I was so angry I could have hit him. Instead, I clapped my hands in mock appreciation.
"Very moving," I said. "And stupid. Macbeth killed his overlord and followed his ambition, bringing misery and death to everyone involved. Your life is worth more, I think, than his was. More to me - and to every patient who crosses your path. Tonight, it was Adam and Ben."

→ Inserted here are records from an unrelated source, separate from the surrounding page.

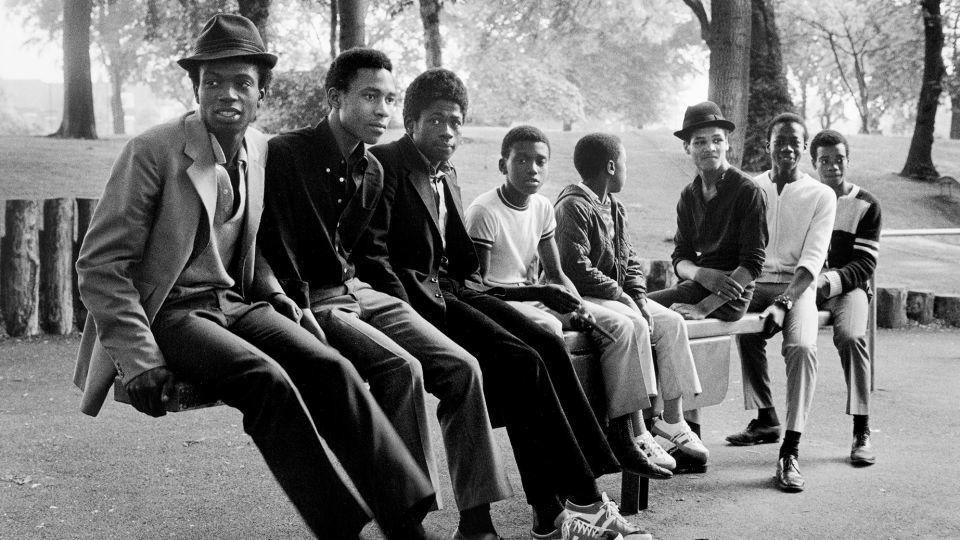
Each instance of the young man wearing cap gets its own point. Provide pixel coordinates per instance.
(800, 213)
(322, 187)
(420, 251)
(721, 229)
(513, 229)
(596, 254)
(843, 287)
(169, 274)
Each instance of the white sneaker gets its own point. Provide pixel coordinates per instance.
(655, 452)
(683, 437)
(577, 529)
(605, 515)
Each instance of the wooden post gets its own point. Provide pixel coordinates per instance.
(56, 260)
(947, 307)
(891, 307)
(920, 306)
(660, 276)
(21, 268)
(85, 208)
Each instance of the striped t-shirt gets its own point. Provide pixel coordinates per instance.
(855, 243)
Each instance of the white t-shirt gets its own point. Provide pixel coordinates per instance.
(512, 234)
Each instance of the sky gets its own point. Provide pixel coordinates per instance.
(20, 61)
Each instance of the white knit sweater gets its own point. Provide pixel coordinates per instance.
(799, 224)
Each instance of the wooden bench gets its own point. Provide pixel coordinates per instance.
(711, 341)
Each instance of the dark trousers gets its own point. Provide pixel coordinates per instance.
(691, 292)
(533, 390)
(296, 394)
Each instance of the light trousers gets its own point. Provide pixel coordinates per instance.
(799, 351)
(621, 364)
(676, 371)
(850, 311)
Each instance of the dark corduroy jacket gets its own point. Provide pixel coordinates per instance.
(403, 251)
(598, 267)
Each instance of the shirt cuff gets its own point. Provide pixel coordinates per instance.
(836, 287)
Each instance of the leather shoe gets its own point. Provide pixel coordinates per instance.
(756, 433)
(788, 474)
(861, 452)
(686, 464)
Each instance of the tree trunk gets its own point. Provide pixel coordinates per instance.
(78, 120)
(21, 268)
(56, 262)
(116, 103)
(919, 158)
(353, 29)
(768, 86)
(85, 208)
(257, 11)
(334, 24)
(430, 15)
(729, 74)
(955, 116)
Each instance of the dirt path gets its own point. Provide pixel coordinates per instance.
(195, 475)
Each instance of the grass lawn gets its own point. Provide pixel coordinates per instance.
(37, 167)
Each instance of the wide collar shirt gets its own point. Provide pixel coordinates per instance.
(309, 186)
(211, 266)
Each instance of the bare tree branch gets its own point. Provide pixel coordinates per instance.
(701, 13)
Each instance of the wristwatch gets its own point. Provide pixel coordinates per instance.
(784, 301)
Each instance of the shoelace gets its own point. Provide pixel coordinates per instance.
(651, 450)
(612, 511)
(579, 526)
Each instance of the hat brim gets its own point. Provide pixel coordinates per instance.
(685, 132)
(265, 59)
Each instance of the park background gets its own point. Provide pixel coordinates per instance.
(569, 66)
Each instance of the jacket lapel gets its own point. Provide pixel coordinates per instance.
(419, 179)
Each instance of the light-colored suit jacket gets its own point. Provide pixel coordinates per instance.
(156, 210)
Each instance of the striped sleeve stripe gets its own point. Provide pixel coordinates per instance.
(872, 252)
(836, 286)
(482, 241)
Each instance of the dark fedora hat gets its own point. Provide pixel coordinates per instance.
(703, 115)
(228, 36)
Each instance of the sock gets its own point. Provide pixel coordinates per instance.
(476, 520)
(544, 516)
(791, 444)
(585, 495)
(768, 416)
(861, 424)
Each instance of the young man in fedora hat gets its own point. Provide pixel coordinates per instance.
(721, 231)
(721, 227)
(800, 215)
(169, 273)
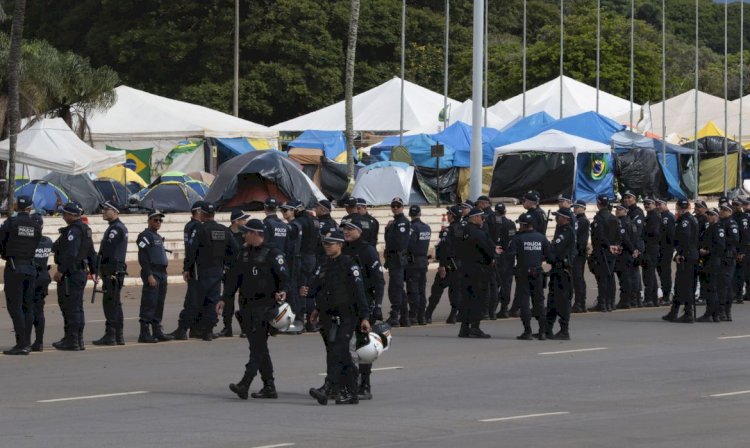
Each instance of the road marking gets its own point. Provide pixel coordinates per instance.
(519, 417)
(91, 397)
(562, 352)
(729, 394)
(742, 336)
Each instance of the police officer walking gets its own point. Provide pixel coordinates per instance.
(261, 279)
(152, 257)
(111, 270)
(19, 238)
(74, 256)
(340, 304)
(415, 272)
(396, 244)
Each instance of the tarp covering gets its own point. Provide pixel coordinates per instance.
(50, 144)
(79, 188)
(251, 178)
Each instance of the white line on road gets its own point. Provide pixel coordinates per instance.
(90, 397)
(729, 394)
(519, 417)
(593, 349)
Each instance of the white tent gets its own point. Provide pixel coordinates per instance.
(377, 109)
(49, 144)
(380, 182)
(141, 120)
(577, 98)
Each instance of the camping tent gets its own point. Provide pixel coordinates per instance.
(553, 163)
(253, 177)
(577, 98)
(140, 120)
(51, 145)
(377, 109)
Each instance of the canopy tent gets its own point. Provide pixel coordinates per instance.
(141, 120)
(51, 145)
(377, 109)
(641, 168)
(253, 177)
(553, 163)
(79, 188)
(577, 98)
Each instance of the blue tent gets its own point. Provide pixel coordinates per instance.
(332, 143)
(420, 149)
(459, 135)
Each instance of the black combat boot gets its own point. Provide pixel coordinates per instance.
(268, 390)
(242, 387)
(108, 338)
(145, 336)
(673, 312)
(159, 333)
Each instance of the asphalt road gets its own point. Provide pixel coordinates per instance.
(626, 379)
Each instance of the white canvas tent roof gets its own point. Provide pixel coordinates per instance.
(577, 98)
(377, 109)
(50, 144)
(139, 115)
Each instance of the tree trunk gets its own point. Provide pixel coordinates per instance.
(351, 51)
(14, 112)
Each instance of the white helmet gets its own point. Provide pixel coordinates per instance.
(365, 348)
(283, 318)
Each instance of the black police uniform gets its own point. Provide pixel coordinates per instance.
(582, 228)
(19, 238)
(112, 251)
(605, 232)
(75, 257)
(666, 253)
(396, 245)
(41, 289)
(213, 248)
(415, 272)
(261, 272)
(338, 290)
(529, 249)
(562, 250)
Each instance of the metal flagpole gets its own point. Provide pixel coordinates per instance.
(403, 63)
(475, 178)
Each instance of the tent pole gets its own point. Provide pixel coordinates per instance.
(475, 179)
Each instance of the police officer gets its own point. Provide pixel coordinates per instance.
(725, 284)
(505, 230)
(415, 272)
(712, 251)
(19, 238)
(448, 263)
(605, 242)
(41, 283)
(370, 225)
(372, 275)
(562, 251)
(340, 304)
(111, 269)
(582, 228)
(75, 257)
(261, 279)
(152, 257)
(211, 251)
(237, 219)
(190, 308)
(396, 244)
(650, 258)
(529, 249)
(276, 229)
(686, 256)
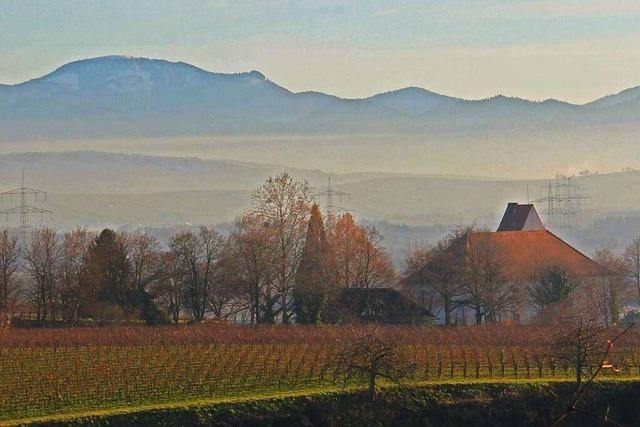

"Count me in on that," said Warren. He might not have been in on the cause of the conversation, but any wolf would have caught the gist of what we were talking about. "If you hadn't been here when that demon got ahold of me not so long ago, I'd be dead."
Samuel's reaction was not what I expected. He ducked his head and snarled at Warren, "I am not responsible for you."
"Yes, you are," said Adam, opening his eyes.
"That chap your hide?" suggested Warren gently. He shrugged. "People die. I know that; you know that. Even wolves like us die. Fewer people die when you are around. Those are the facts. Being upset about them don't make them false."